There is a “hopelessly naïve version of centrism,” Solnit explains, born perhaps of the therapist’s notion that everyone’s feeling are valid, applied to facts and principles:

But the truth is not some compromise halfway between the truth and the lie, the fact and the delusion, the scientists and the propagandists. And the ethical is not halfway between white supremacists and human rights activists, rapists and feminists, synagogue massacrists and Jews, xenophobes and immigrants, delusional transphobes and trans people. Who the hell wants unity with Nazis until and unless they stop being Nazis?

I think our side, if you’ll forgive my ongoing shorthand and binary logic, has something to offer everyone and we can and must win in the long run by offering it, and offering it via better stories and better means to make those stories reach everyone. We actually want to see everyone have a living wage, access to healthcare, and lives unburdened by medical, student, and housing debt. We want this to be a thriving planet when the babies born this year turn 80 in 2100. But the recommended compromise means abandoning and diluting our stories, not fortifying and improving them (and finding ways for them to actually reach the rest of America, rather than having them warped or shut out altogether). I’ve spent much of my adult life watching politicians like Bill Clinton and, at times, Barack Obama sell out their own side to placate the other, with dismal results, and I pray that times have changed enough that Joe Biden will not do it all over again.
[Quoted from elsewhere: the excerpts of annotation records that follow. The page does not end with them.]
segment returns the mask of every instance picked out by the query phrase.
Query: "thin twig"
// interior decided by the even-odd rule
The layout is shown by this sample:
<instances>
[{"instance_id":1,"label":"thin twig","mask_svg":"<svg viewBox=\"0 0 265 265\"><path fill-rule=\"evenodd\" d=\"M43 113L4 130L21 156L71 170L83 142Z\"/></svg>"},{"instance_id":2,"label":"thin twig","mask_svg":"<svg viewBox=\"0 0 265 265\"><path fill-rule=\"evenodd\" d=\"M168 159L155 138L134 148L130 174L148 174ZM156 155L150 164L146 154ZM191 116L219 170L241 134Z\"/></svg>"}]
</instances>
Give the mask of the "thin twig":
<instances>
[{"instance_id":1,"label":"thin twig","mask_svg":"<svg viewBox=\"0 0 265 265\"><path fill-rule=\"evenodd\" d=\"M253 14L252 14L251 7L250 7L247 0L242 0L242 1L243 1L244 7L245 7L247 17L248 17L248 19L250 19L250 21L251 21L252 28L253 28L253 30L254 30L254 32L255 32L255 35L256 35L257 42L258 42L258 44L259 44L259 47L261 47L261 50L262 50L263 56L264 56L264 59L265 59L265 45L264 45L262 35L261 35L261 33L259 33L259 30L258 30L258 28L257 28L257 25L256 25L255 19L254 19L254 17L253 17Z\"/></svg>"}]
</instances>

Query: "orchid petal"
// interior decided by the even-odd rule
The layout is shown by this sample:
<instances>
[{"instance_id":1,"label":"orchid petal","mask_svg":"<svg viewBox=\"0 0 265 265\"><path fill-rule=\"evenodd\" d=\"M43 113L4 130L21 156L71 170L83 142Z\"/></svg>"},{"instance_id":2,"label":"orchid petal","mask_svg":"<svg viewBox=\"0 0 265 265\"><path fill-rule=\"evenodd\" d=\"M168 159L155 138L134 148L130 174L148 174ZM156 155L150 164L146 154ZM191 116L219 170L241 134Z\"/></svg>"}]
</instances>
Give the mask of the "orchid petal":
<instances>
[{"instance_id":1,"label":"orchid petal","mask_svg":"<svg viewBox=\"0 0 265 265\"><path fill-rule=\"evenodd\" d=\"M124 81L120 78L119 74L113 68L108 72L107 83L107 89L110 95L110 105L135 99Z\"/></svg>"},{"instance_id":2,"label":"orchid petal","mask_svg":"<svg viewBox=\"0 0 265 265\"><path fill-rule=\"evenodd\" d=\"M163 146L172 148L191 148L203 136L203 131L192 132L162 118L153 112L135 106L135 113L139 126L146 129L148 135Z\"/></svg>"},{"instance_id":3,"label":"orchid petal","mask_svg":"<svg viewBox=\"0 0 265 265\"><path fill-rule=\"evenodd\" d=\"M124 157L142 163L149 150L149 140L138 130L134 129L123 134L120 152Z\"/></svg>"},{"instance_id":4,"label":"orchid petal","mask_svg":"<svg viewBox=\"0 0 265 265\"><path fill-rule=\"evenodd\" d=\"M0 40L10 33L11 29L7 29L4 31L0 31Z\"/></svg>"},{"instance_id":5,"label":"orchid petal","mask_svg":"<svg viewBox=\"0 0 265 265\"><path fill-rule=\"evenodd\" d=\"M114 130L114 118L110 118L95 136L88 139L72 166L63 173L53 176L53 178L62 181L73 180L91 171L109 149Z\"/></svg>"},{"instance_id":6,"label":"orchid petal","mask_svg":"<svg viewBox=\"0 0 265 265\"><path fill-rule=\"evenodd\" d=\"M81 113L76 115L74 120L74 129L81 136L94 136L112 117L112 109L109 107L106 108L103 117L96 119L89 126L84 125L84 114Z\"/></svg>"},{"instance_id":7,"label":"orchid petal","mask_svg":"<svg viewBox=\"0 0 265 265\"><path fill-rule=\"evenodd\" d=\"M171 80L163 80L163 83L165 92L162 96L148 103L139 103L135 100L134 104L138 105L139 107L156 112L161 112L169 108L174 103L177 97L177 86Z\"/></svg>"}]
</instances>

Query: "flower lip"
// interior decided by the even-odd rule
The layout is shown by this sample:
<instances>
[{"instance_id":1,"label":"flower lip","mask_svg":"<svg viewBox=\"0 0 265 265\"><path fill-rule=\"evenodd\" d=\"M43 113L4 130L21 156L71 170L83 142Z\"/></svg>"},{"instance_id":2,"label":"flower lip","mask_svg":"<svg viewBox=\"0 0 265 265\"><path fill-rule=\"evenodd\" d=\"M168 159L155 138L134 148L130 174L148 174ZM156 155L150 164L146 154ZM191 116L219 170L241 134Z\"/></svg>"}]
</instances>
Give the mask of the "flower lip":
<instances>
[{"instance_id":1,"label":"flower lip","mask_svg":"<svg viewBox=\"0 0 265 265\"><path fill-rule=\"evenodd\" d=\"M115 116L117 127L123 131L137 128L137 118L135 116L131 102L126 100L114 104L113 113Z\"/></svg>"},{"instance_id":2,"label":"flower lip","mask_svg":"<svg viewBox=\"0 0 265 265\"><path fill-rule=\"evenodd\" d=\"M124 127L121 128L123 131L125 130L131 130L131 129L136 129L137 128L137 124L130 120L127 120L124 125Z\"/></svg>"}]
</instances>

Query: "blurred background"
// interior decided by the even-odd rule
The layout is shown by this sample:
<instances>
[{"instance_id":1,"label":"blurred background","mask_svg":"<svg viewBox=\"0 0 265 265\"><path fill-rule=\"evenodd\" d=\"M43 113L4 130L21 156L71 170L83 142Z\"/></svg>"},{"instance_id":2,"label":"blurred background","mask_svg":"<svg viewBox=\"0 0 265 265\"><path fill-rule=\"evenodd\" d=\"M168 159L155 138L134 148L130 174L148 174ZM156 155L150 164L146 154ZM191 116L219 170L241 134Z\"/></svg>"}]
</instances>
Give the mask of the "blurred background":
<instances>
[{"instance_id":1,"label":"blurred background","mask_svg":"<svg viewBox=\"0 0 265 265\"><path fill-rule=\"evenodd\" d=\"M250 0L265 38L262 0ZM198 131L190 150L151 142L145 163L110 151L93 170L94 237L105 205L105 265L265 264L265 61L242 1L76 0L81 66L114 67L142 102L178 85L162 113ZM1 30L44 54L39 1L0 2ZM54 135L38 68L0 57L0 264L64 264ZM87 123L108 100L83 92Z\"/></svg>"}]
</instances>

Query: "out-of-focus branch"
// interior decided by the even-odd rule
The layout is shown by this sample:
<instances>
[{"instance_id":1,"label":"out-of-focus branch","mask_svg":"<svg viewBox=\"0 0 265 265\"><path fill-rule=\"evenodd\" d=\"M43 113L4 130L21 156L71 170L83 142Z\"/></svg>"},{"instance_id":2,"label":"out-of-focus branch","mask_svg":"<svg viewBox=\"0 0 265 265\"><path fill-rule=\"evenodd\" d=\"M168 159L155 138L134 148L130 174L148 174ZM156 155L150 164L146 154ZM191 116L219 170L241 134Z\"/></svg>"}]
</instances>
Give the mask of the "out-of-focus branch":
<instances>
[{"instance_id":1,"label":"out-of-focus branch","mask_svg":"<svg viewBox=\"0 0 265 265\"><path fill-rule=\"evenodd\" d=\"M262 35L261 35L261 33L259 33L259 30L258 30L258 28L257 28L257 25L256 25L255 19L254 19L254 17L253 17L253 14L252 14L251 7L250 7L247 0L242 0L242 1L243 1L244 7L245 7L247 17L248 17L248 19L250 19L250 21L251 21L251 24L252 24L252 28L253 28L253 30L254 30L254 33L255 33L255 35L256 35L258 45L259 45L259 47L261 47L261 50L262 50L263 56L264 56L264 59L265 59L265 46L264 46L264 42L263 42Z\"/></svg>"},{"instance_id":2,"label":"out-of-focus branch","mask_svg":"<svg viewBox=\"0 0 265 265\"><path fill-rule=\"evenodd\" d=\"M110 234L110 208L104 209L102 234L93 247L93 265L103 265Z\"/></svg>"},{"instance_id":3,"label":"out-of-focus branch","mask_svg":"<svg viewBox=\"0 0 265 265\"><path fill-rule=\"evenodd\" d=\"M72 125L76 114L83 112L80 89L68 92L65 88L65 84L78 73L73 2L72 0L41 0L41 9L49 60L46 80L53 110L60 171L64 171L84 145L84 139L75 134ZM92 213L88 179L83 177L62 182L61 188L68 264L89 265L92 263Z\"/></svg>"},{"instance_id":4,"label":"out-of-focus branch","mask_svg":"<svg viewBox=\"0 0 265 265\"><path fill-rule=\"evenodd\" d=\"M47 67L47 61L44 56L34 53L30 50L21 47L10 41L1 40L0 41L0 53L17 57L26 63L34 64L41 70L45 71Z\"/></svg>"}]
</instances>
But why the assumption always that the onus is on the Left to do the work of “understanding” the Right when the Right feels no need to reciprocate? Compromising, as Master Trump taught them, is a sign of weakness, the Right’s cardinal sin, one only lessers commit. And lessers by their nature need not be respected or accommodated. Their voices need not be heard. Their votes need not be counted, as Master Trump taught this week. Indeed, why allow them to vote at all?
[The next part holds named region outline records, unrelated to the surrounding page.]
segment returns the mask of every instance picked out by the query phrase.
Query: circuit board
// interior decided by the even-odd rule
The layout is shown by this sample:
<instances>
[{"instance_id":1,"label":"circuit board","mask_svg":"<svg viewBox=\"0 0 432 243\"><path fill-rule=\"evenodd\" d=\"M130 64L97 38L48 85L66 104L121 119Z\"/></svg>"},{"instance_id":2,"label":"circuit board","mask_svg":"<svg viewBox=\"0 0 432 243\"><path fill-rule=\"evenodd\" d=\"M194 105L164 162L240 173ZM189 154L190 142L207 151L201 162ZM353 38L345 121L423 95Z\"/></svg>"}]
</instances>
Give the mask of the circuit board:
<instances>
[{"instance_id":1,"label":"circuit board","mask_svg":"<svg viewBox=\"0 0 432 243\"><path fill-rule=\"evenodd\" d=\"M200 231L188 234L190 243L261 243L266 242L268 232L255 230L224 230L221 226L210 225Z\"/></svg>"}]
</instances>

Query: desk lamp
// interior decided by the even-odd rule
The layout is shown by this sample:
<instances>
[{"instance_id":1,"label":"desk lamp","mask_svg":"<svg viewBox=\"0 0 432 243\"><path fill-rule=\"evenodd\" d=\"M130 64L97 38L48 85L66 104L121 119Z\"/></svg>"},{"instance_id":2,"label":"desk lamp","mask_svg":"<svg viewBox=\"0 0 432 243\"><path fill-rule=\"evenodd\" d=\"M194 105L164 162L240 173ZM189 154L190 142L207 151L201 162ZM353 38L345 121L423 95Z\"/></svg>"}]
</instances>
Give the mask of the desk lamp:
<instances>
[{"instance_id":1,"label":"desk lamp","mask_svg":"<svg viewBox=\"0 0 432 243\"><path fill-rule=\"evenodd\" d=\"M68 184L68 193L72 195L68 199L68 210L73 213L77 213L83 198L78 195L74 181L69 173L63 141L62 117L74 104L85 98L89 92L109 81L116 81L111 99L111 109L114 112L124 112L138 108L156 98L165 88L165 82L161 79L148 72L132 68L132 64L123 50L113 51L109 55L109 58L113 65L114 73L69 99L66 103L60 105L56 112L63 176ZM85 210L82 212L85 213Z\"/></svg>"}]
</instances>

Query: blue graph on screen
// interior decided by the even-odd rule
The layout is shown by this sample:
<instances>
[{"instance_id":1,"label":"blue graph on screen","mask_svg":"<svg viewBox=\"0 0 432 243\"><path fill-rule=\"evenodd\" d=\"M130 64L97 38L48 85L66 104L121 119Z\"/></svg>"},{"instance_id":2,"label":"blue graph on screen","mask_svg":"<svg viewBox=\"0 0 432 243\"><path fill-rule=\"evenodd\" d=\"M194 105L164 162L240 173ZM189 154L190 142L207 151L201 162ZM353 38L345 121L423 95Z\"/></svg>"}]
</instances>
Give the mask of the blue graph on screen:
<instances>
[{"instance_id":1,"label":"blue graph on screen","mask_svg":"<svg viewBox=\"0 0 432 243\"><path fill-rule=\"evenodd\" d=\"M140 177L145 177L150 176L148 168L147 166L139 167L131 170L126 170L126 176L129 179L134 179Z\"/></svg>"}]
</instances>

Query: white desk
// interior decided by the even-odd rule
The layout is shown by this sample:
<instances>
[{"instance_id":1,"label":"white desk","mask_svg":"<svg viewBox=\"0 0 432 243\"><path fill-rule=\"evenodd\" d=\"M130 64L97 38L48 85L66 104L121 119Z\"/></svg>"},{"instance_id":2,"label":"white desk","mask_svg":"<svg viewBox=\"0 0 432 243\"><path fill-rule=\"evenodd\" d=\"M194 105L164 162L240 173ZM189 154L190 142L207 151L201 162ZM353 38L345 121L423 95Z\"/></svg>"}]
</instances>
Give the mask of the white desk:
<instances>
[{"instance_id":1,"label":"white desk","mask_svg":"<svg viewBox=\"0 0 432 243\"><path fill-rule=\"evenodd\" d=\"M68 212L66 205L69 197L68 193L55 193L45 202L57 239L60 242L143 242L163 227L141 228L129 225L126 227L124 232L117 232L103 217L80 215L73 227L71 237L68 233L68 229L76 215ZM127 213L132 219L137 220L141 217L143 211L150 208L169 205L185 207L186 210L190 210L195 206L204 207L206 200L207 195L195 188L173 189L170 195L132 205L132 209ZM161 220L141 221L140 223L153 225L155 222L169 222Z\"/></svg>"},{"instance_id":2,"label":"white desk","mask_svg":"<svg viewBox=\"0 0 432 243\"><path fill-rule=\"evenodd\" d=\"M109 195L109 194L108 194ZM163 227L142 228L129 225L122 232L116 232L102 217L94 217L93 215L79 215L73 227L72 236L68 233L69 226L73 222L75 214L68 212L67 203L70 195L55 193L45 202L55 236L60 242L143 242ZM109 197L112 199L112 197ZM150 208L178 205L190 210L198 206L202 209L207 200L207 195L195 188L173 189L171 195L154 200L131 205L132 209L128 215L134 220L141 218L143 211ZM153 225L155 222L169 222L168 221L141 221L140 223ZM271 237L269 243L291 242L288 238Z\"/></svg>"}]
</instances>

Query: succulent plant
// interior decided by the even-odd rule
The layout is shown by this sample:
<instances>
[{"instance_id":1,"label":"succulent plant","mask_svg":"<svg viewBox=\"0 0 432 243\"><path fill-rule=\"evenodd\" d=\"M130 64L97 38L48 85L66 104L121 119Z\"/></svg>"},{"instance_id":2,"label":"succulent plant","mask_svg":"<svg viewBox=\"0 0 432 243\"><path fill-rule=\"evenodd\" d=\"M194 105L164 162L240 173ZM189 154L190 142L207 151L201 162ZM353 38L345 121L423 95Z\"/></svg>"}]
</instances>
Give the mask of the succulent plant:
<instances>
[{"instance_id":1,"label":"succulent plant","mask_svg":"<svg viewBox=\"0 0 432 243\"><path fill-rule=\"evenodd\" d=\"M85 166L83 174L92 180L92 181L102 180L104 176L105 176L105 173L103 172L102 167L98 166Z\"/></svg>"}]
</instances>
In two consecutive national elections and in three of the last six, the party most selected by neighbors that, win or lose, liberals are asked to appease has lost the popular vote. This time by 6 million votes (4%).

Solnit continues:

Appeasement didn’t work in the 1930s and it won’t work now. That doesn’t mean that people have to be angry or hate back or hostile, but it does mean they have to stand on principle and defend what’s under attack. There are situations in which there is no common ground worth standing on, let alone hiking over to. If Nazis wanted to reach out and find common ground and understand us, they probably would not have had that tiki-torch parade full of white men bellowing “Jews will not replace us” and, also, they would not be Nazis. Being Nazis, white supremacists, misogynists, transphobes is all part of a project of refusing to understand as part of refusing to respect. It is a minority position but by granting it deference we give it, over and over, the power of a majority position.

“Why is the onus on the rest of us to explain why we’re trying to do normal? … Why we are trying to uphold the Constitution?” former RNC chair Michael Steele asked Friday on MSNBC’s “Deadline: White House” [timestamp 1:10:00]. “Why are we having to explain that, and the folks who are, as the president told us he would do, deconstructing the administrative state — they don’t have to explain themselves?”
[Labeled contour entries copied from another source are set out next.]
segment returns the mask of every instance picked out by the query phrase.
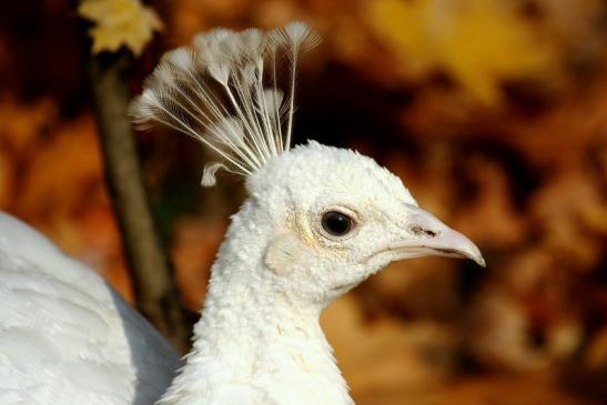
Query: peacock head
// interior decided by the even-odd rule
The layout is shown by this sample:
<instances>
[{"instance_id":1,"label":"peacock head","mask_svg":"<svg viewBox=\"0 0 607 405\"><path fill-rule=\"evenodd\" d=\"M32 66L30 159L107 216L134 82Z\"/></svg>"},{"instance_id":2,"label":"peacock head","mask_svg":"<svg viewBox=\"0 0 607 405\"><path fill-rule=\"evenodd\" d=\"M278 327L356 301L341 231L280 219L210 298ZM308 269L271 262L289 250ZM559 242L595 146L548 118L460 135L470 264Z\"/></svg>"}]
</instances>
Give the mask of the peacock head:
<instances>
[{"instance_id":1,"label":"peacock head","mask_svg":"<svg viewBox=\"0 0 607 405\"><path fill-rule=\"evenodd\" d=\"M316 142L290 149L295 65L320 38L302 22L263 32L199 34L166 53L131 114L140 128L162 124L193 136L223 169L246 179L272 285L328 303L392 261L426 255L469 257L478 249L417 203L401 180L372 159ZM277 72L281 61L287 75ZM286 95L280 90L286 79Z\"/></svg>"},{"instance_id":2,"label":"peacock head","mask_svg":"<svg viewBox=\"0 0 607 405\"><path fill-rule=\"evenodd\" d=\"M246 182L271 222L265 264L305 300L328 303L393 261L454 256L476 245L422 210L401 179L354 151L308 142Z\"/></svg>"}]
</instances>

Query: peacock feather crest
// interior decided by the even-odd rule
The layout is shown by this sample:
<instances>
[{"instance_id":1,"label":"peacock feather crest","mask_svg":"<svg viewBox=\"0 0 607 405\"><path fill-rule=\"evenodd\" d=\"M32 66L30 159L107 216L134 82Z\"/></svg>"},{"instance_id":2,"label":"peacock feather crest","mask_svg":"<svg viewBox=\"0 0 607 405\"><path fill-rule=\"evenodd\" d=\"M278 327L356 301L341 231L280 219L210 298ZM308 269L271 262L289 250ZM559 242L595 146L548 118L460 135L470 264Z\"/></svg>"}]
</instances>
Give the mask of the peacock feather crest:
<instances>
[{"instance_id":1,"label":"peacock feather crest","mask_svg":"<svg viewBox=\"0 0 607 405\"><path fill-rule=\"evenodd\" d=\"M290 149L299 57L320 41L303 22L200 33L162 57L130 115L139 129L163 125L206 145L216 160L202 185L220 169L246 176Z\"/></svg>"}]
</instances>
Republicans are the first to throw down the Chamberlain card, accusing Democrats of being soft on tyranny and unfit to lead. The believe instinctively that anyone willing to appease those among us treading that road, even if it is their own base, are not worthy of their support or votes. By their own code, appeasers are weak and unworthy of respect. Lessers by definition.

“If half of us believe the earth is flat,” Solnit writes, “we do not make peace by settling on it being halfway between round and flat. Those of us who know it’s round will not recruit them through compromise.”

We might, however, defeat them by out-organizing them. Defeat takes time to sink in, but repeated defeat has persuasive power of its own. Americans hate losers. Ask Donald Trump.